Es sollten ein besinnliches Weihnachten werden und endete in einer Katastrophe: Die 20-Jährige wurde am 28. Dezember 1987 von ihren Mitbewohnerinnen tot im Schlafzimmer aufgefunden. Wie damalige Polizeiberichte offengelegt hatten, befand sich ihre Tochter zum Zeitpunkt des Unglücks im Wohnzimmer des Apartments.
Frühere Ermittlungen und Untersuchungen ergaben, dass die junge Frau durch stumpfe Gewalteinwirkung auf den Kopf verstarb.
Wie der Sender CNN berichtet, stellte sich der Mörder nun vor wenigen Wochen selbst der Polizei und gestand seine Tat. Demnach soll sich der damals 31-jährige Gary Edward Glowacz durch ein Fenster Zutritt in Melissas Wohnung verschafft und sie im Bett vorgefunden haben. Im Zuge seines Einbruchs schnappte sich der Mann ein Holzscheit und schlug mehrfach auf die Mutter ein. Ihre Tochter Casie blieb bei dem Mord unverletzt.

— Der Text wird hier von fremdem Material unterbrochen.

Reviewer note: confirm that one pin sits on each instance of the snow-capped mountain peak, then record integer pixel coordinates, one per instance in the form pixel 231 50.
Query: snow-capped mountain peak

Der heute 70-Jährige beichtete den Behörden, dass er in Melissas Apartment nach Geld gesucht habe, um sich Drogen beschaffen zu können. Noch am selben Abend wurde der Mann festgenommen - aber nicht etwa wegen des Mordes. In einem rund 800 Meter entfernten Haus wurde Glowacz wegen eines Einbruchs verhaftet.
Auf die Frage hin, weshalb er den Mord an Melissa gestehen wolle, antwortete er, dass ihm das Ausmaß seiner Tat früher nicht bewusst war. Laut Glowacz habe er nichts von ihrem Tod gewusst. Rund vier Jahrzehnte nach dem Unglück sind sich die zuständigen Behörden einig: Er ist der Täter. Im Laufe des Verhörs schilderte der 70-Jährige Details vom Tatort, die nie veröffentlicht wurden.

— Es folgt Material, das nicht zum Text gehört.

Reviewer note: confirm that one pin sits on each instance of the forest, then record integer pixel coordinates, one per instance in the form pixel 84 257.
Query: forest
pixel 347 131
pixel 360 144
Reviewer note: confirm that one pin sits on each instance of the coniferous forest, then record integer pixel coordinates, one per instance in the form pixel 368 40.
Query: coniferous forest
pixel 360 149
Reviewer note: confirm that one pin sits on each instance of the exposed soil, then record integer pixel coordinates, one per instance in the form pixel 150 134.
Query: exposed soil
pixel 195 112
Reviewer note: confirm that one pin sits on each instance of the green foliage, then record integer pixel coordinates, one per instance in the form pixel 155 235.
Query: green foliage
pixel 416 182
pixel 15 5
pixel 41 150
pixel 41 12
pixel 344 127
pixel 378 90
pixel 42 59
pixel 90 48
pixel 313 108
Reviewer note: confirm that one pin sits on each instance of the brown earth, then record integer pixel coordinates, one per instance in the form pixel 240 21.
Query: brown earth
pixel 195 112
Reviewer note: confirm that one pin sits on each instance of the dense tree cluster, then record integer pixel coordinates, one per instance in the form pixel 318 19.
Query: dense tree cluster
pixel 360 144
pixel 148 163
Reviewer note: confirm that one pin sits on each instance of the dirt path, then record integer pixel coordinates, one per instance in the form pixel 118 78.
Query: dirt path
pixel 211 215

Nach Glowaczs Festnahme trat Melissas Tochter (39), Casie, erstmals in die Öffentlichkeit und sprach über die Festnahme des Mannes: "Es fühlte sich genauso an, wie ich es mir jedes Mal erhofft hatte."
Casie war sich sicher: "Jemand weiß genau, was in jener Nacht geschah"

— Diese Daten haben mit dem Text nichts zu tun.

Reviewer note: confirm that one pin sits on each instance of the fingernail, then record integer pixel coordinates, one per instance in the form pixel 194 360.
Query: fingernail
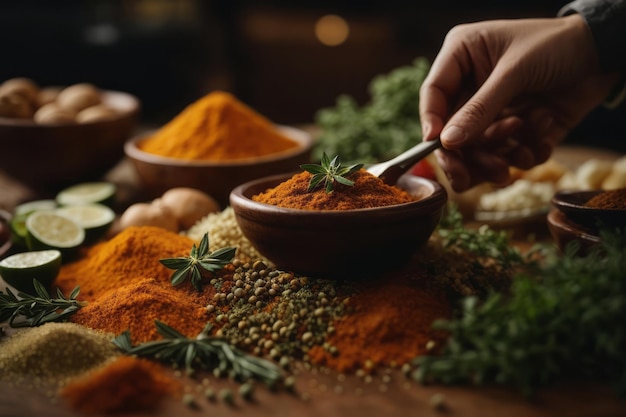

Vor rund sieben Jahren hatte eine Freundin der Familie den Fall an das "Project: Cold Case" weitergeleitet. Dabei setzt sich die Organisation für Familien und Opfer ungelöster Mordfälle ein. Im Zuge dessen sammelte die Institution zahlreiche Informationen über Melissa und veröffentlichte sie im Internet.
Im Januar 2026 nahm Casie mit der Organisation dann an einer polizeilichen Pressekonferenz teil. "
Jemand weiß genau, was in jener Nacht geschah. Jemand erinnert sich an ein Detail, das nie ausgesprochen wurde", betonte die 39-Jährige.
Mithilfe von "Project: Cold Case" und den dadurch veröffentlichten Informationen wurde der Mordfall an Melissa noch einmal ins Rollen gebracht.